The Yomiuri ShimbunA UNESCO advisory panel has recommended adding a group of ancient tombs in Osaka Prefecture to the World Cultural Heritage list, Japan’s Cultural Affairs Agency announced Tuesday.
Collectively called the Mozu-Furuichi tumulus clusters, the sites are expected to be officially approved at a meeting of the World Heritage Committee starting June 30 in Azerbaijan.
The group of burial mounds, or kofun in Japanese, was built from the late fourth to the late fifth centuries — amid the height of the Kofun period (ca 300-ca 710) — on the southern Osaka Plain, which was a political hub at the time.
The Mozu-Furuichi tumulus clusters comprise 49 mounds of various shapes and sizes, including rectangular tombs in the 20-meter range. They also include the country’s largest keyhole-shaped mound: Emperor Nintoku’s mausoleum, also known as Daisen Kofun, which is 486 meters long.
The sites are spread over two areas: the Mozu clusters in the city of Sakai that include the Emperor Nintoku mausoleum, and the Furuichi clusters spreading over the two cities of Habikino and Fujiidera that include the Emperor Ojin mausoleum — also known as Kondagobyoyama Kofun — the second-largest in Japan with a length of 425 meters.
The International Council on Monuments and Sites (ICOMOS) (see below) praised the sites for reflecting sophisticated funerary practices and the stratified political and social structure of the period. It also said the manner in which the sites have been preserved and managed warranted their recommendation.
There had been concern that the status quo of not allowing scientists to enter the sites’ 29 mausoleums, in principle, to identify the deceased would hamper efforts to prove the worthiness of the sites as a World Heritage site.
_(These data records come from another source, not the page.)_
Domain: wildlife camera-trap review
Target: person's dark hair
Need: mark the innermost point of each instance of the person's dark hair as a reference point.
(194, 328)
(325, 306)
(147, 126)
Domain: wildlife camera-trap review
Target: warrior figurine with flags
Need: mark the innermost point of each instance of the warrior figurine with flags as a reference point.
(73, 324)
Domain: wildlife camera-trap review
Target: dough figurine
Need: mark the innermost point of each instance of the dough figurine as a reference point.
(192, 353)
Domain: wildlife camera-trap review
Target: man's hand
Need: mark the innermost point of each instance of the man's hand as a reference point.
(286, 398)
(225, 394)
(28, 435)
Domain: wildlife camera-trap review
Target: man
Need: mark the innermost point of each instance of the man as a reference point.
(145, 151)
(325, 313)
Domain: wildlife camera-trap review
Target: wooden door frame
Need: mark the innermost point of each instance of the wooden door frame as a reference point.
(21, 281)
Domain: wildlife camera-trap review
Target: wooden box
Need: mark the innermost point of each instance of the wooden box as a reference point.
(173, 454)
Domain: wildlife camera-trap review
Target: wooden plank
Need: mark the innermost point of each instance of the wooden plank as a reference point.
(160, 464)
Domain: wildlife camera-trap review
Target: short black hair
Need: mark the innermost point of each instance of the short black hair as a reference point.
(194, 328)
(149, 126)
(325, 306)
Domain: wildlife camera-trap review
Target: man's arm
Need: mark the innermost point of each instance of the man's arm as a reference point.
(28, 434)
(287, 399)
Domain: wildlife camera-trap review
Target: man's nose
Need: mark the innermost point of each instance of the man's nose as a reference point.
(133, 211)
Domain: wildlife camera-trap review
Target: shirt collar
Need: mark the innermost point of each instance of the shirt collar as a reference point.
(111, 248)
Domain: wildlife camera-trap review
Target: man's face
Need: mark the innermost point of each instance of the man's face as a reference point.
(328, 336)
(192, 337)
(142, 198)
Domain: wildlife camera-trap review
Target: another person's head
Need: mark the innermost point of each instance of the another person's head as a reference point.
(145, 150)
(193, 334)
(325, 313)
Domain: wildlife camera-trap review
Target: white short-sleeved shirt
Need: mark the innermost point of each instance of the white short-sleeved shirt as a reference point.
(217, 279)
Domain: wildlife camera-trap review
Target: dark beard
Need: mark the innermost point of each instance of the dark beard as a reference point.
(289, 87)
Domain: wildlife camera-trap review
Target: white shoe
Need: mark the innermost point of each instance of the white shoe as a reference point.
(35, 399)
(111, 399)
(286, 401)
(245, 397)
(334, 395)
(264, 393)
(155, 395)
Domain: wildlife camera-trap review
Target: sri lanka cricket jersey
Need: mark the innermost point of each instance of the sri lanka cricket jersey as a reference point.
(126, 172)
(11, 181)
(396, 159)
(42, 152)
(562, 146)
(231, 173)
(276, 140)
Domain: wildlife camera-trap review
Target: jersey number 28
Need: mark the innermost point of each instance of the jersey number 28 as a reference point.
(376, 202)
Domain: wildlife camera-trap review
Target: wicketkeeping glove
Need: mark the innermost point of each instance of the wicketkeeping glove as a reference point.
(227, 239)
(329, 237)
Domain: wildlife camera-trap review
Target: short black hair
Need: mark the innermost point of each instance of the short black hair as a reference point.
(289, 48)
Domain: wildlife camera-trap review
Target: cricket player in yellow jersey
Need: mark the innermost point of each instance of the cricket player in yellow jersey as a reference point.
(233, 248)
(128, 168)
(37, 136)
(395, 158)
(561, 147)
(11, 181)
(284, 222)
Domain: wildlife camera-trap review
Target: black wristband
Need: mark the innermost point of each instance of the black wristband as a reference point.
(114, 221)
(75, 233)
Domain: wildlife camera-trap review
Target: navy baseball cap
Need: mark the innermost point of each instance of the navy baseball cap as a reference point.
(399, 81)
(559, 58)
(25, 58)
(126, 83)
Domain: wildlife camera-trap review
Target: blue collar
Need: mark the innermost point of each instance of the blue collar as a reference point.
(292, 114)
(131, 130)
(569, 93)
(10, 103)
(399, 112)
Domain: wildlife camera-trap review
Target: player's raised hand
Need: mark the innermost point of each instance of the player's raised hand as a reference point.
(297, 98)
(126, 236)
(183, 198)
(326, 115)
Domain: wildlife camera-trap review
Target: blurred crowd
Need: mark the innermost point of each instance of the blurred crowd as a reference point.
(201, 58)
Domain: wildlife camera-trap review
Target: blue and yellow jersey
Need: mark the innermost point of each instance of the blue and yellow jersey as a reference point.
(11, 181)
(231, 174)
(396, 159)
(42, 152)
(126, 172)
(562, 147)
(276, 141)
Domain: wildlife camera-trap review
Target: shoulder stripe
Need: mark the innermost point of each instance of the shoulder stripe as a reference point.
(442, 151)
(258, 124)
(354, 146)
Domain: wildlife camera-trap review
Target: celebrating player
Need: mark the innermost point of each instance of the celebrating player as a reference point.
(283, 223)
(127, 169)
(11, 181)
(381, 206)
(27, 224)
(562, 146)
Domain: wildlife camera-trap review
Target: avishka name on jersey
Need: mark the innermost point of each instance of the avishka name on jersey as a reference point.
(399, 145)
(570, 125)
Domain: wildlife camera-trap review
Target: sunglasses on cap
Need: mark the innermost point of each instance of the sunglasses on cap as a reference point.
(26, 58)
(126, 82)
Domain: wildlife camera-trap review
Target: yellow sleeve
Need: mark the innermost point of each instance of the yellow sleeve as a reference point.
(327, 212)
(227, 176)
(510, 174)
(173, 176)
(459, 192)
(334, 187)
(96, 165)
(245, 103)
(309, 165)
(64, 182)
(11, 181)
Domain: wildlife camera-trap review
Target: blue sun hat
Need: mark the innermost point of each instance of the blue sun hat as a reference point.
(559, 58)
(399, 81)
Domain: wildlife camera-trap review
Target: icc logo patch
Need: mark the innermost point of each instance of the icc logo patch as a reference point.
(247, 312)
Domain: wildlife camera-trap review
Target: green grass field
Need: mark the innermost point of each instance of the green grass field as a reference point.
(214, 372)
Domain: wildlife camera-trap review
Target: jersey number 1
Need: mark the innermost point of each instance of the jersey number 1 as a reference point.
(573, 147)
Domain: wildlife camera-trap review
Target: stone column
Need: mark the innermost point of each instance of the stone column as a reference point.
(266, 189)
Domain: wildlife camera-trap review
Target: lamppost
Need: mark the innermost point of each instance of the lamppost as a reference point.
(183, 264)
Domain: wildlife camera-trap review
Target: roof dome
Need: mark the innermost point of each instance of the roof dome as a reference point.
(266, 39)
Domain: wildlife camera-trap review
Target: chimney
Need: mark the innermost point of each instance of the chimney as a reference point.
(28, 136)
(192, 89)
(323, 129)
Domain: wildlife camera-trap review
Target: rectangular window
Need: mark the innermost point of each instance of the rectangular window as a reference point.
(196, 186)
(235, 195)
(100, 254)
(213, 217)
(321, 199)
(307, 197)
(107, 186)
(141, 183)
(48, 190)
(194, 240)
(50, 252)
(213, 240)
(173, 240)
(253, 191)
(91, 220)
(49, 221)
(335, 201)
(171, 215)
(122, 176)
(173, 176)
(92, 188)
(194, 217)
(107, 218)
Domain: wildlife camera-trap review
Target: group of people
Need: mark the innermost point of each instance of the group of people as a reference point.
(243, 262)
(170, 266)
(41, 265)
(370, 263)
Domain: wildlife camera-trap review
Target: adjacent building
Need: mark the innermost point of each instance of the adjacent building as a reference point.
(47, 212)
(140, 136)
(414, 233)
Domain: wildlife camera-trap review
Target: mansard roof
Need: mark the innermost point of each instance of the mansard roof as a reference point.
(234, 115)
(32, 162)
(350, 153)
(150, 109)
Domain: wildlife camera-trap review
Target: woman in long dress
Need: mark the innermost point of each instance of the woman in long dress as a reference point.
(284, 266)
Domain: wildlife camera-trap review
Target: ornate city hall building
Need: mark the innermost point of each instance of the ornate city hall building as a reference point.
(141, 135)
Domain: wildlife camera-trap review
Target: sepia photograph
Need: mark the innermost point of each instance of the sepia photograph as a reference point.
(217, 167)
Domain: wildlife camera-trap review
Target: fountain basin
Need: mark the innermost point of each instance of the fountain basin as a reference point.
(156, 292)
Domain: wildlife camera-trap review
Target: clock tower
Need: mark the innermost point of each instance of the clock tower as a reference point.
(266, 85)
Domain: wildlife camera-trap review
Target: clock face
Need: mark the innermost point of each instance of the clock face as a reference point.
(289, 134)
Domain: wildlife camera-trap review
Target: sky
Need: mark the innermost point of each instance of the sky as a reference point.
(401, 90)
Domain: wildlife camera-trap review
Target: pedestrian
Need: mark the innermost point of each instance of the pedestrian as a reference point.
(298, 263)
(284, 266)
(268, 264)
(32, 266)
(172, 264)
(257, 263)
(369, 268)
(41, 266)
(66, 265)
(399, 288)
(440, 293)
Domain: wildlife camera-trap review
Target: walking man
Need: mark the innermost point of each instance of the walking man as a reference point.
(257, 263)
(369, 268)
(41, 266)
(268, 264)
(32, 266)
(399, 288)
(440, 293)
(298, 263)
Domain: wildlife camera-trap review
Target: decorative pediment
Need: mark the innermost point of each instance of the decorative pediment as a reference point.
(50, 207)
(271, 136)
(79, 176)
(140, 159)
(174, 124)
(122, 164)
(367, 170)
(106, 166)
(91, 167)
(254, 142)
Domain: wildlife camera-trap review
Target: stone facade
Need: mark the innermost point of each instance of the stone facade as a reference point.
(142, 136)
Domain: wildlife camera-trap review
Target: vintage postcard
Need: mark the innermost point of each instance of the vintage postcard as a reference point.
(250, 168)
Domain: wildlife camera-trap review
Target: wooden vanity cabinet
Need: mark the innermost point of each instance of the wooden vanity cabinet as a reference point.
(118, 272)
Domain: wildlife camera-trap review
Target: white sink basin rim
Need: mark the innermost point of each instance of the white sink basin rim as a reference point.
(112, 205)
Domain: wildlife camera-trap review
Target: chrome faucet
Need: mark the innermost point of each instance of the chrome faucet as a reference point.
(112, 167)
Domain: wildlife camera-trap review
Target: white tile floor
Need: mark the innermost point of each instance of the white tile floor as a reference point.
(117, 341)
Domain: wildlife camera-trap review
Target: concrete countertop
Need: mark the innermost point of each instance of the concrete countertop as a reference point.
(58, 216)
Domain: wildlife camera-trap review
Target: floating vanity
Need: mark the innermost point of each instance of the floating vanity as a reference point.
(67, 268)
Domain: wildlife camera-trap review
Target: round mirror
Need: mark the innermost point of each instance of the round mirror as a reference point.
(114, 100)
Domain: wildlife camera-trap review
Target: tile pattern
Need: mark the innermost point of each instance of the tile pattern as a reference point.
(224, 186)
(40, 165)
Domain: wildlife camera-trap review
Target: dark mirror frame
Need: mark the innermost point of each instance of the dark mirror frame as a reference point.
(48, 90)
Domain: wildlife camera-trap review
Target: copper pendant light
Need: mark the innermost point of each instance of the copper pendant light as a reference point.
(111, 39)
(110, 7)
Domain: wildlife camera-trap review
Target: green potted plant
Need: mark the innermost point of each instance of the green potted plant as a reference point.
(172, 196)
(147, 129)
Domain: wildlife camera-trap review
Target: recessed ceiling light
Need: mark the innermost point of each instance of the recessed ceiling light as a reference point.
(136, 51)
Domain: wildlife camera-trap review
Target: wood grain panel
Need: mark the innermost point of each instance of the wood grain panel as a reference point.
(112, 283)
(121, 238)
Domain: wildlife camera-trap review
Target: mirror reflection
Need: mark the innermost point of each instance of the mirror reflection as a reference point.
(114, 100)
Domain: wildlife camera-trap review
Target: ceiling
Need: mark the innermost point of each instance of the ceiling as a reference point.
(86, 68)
However, no such complaint was raised by ICOMOS.
In recent years, almost all sites recommended by ICOMOS have been adopted by the committee to be registered as a World Heritage site.
If adopted, the tumulus clusters will be the 19th site in Japan to be recognized as a cultural heritage site after “Hidden Christian Sites in the Nagasaki Region” in Nagasaki and Kumamoto prefectures last year. If natural assets are included, the clusters will become Japan’s 23rd World Heritage site overall.
■ International Council on Monuments and Sites (ICOMOS)
A nongovernmental organization based in Paris in which experts from different countries participate on a volunteer basis. Prior to meetings of the World Heritage Committee, ICOMOS provides one of four recommendations on each candidate: “Inscription” (the property is of outstanding universal value); “Referral” (the relevant state is asked to submit additional information within three years in order to remedy shortcomings); “Deferral” (the relevant state is asked to submit a new nomination dossier) or “Non-inscription” (The property is not of outstanding universal value).